Da Bruxelles, dove era impegnato nella riunione del Consiglio Affari Esteri dell’UE, il nostro Ministro degli Esteri Gentiloni si è immediatamente messo in contatto con i servizi di intelligence per poter avere il maggior numero di informazioni. “È sempre difficile dopo poche ore capire natura e responsabili”, ha dichiarato il capo della Farnesina, ma c’è da tener presente che si tratta pur sempre – ha affermato, “di una zona in cui ci sono dei precedenti e dobbiamo concentrarci per ottenere informazioni sul terreno”.

Secondo quanto affermato dall’incaricato d’affari dell’ambasciata libica presso la Santa Sede, Ali Rugibani, dietro il sequestro “potrebbero esserci le milizie islamiche di Tripoli”, il cui obiettivo è “fare pressioni sul governo italiano” per il ruolo svolto nei colloqui di pace sulla crisi libica.
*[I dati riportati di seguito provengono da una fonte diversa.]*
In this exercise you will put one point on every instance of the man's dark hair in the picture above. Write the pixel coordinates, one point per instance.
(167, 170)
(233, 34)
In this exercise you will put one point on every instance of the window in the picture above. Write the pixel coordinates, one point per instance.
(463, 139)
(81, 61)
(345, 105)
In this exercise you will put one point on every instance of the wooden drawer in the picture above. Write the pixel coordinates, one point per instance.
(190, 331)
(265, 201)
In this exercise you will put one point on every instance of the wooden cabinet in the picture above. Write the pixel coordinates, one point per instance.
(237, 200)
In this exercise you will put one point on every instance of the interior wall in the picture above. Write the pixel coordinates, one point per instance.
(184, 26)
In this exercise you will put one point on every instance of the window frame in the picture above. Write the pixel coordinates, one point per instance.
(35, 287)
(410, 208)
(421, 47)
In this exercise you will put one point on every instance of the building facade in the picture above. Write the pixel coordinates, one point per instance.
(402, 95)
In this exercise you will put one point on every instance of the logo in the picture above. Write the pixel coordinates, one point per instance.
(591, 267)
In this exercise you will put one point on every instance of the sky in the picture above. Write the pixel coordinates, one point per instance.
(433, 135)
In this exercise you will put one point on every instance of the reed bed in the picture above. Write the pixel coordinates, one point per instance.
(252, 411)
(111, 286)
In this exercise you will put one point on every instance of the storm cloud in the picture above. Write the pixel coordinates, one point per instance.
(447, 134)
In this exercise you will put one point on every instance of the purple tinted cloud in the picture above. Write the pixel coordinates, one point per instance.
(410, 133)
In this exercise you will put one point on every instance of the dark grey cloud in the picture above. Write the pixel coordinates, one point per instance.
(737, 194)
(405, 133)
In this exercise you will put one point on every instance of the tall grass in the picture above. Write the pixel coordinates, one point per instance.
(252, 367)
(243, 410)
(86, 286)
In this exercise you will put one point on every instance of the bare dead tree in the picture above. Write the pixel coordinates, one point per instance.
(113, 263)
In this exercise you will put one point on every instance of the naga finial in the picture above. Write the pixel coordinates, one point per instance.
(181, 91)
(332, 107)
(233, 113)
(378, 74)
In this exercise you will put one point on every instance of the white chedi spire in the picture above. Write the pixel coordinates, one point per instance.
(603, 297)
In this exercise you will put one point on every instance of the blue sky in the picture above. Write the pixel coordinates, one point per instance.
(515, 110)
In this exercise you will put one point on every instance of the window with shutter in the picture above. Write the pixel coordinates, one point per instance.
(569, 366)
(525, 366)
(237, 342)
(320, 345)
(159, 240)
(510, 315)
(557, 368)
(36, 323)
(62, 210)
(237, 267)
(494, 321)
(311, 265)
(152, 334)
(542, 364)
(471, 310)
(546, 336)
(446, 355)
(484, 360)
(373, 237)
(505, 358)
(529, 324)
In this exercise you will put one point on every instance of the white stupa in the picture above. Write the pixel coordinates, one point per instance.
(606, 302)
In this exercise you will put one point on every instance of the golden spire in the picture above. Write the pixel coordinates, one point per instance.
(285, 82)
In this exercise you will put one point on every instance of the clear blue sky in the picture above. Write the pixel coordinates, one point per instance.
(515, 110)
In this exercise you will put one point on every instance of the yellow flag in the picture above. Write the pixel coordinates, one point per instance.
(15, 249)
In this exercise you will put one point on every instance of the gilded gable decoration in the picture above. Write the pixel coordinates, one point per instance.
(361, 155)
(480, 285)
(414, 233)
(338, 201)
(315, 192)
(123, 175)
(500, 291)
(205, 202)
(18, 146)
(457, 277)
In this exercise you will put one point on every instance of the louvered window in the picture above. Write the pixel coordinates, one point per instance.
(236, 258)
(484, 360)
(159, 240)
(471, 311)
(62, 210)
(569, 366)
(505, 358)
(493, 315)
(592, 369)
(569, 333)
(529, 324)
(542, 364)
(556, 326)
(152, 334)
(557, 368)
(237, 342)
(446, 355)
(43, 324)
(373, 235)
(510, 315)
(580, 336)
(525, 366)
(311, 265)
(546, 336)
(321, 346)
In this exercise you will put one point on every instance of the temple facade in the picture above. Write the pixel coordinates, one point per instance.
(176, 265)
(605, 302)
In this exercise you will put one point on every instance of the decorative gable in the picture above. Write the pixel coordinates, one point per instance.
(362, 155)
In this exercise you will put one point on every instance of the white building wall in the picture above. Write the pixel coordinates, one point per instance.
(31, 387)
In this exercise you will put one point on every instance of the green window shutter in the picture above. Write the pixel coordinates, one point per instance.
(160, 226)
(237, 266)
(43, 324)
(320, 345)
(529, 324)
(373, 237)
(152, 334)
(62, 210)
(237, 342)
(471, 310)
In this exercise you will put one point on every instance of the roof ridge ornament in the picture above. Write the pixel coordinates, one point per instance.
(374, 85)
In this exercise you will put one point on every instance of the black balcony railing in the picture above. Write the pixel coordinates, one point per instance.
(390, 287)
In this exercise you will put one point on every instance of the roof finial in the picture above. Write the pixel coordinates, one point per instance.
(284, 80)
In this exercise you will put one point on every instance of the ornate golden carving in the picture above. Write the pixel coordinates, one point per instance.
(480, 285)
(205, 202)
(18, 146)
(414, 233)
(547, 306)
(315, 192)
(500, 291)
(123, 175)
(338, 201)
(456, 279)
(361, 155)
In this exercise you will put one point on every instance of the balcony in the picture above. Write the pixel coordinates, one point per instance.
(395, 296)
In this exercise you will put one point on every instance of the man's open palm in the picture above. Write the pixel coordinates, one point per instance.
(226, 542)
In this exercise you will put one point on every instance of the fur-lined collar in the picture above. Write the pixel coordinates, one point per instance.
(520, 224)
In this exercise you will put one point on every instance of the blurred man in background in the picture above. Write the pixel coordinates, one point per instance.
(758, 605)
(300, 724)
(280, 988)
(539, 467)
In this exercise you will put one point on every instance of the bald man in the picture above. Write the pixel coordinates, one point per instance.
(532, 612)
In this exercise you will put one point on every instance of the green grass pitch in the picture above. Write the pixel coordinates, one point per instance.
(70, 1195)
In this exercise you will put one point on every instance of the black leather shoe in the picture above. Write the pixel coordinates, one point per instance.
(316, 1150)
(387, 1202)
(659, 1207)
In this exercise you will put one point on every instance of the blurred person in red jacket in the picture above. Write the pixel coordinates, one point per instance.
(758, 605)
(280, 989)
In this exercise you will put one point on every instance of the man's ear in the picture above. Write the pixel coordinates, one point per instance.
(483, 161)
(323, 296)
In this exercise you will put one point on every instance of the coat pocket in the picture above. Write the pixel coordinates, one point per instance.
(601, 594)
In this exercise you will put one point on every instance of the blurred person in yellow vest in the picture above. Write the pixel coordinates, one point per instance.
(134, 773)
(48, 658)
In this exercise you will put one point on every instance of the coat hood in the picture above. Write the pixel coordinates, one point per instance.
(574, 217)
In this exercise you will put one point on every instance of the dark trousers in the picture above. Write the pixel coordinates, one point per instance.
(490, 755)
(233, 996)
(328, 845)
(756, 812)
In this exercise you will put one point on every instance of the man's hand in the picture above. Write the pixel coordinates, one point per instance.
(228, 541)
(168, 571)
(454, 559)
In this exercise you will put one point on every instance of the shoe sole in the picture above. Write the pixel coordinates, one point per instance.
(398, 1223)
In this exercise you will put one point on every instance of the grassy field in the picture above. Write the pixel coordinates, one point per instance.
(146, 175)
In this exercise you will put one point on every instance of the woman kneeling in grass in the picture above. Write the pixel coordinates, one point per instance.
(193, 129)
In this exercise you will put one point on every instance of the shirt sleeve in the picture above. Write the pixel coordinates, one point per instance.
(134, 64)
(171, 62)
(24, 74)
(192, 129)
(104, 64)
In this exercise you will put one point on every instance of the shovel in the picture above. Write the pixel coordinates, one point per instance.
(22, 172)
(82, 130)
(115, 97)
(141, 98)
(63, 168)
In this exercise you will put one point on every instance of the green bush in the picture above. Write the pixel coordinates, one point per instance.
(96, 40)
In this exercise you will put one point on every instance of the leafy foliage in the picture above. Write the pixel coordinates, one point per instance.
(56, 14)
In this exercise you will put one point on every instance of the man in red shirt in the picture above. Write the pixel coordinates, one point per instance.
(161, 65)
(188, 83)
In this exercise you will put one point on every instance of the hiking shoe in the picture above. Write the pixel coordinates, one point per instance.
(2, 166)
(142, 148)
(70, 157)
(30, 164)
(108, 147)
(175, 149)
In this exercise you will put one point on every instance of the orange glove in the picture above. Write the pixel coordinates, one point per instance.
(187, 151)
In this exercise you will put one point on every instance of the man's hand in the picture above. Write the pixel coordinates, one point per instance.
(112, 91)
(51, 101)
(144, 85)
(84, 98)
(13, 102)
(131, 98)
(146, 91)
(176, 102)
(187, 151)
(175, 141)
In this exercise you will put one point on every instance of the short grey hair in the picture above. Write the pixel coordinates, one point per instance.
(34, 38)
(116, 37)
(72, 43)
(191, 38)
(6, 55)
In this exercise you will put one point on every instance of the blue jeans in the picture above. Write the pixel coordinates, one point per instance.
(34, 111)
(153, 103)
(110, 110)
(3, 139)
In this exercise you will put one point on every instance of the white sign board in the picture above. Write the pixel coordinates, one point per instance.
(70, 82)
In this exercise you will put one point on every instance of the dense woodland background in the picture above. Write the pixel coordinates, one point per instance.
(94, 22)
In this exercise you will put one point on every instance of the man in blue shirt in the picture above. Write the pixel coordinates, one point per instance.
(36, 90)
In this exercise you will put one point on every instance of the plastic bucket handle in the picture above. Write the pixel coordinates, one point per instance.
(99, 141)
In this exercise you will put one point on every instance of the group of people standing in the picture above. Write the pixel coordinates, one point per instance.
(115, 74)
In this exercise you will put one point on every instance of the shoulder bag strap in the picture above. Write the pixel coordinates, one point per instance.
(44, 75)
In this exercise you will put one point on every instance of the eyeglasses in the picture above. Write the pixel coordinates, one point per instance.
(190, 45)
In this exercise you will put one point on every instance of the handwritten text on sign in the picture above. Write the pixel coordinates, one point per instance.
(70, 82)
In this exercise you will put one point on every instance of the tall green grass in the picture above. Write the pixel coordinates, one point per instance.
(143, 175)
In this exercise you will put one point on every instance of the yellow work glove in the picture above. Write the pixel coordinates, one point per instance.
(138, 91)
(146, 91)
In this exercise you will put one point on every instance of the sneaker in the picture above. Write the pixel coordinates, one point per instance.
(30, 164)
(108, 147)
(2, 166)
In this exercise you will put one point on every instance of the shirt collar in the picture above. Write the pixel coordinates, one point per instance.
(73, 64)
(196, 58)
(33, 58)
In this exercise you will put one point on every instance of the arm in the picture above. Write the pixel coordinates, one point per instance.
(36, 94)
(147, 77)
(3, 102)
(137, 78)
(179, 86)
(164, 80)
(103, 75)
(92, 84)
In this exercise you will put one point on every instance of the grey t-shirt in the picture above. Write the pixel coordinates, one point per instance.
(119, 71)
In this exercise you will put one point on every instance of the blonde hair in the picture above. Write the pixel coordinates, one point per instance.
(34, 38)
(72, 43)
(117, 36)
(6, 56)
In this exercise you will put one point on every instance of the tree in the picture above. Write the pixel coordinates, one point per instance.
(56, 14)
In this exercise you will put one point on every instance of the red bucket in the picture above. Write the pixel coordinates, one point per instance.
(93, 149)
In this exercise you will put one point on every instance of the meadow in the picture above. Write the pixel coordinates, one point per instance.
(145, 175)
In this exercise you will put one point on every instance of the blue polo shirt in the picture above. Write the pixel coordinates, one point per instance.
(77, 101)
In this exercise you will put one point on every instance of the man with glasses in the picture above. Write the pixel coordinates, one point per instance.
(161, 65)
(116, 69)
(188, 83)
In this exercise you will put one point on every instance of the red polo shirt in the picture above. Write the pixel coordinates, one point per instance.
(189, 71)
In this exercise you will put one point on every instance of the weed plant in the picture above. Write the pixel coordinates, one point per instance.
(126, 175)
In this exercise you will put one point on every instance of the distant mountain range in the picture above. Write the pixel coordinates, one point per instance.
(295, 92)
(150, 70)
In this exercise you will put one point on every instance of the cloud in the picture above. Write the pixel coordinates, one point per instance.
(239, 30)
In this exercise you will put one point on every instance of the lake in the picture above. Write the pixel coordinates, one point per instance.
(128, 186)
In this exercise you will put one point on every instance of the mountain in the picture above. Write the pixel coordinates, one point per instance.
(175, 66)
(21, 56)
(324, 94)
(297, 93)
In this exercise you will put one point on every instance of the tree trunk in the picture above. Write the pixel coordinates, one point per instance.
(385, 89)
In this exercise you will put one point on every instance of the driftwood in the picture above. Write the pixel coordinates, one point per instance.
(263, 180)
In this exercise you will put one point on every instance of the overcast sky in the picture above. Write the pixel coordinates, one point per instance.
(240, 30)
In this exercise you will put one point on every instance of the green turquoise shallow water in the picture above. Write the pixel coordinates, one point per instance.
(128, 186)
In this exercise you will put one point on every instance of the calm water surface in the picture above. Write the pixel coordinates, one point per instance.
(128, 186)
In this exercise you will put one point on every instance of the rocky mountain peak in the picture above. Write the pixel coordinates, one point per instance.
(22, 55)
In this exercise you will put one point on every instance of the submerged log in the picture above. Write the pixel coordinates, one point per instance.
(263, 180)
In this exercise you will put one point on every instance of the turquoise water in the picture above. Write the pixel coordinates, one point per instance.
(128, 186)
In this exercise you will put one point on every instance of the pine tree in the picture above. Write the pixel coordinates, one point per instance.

Rugibani ha il sospetto che il rapimento possa essere legato alla minaccia delle possibili sanzioni che l’Ue potrebbe imporre a chi ostacola il dialogo sostenuto dalle Nazioni Unite. Lo scorso 12 luglio i rappresentanti di Tobruk e Misurata, insieme a quelli di movimenti indipendenti, hanno firmato infatti l’accordo di pace e di riconciliazione in Libia proposto dall’Onu. L’intesa non è stata ratificata però dal Parlamento di Tripoli, controllato dalle milizie islamiche e non riconosciuto dalla comunità internazionale, che invece come è noto appoggia quello di Tobruk.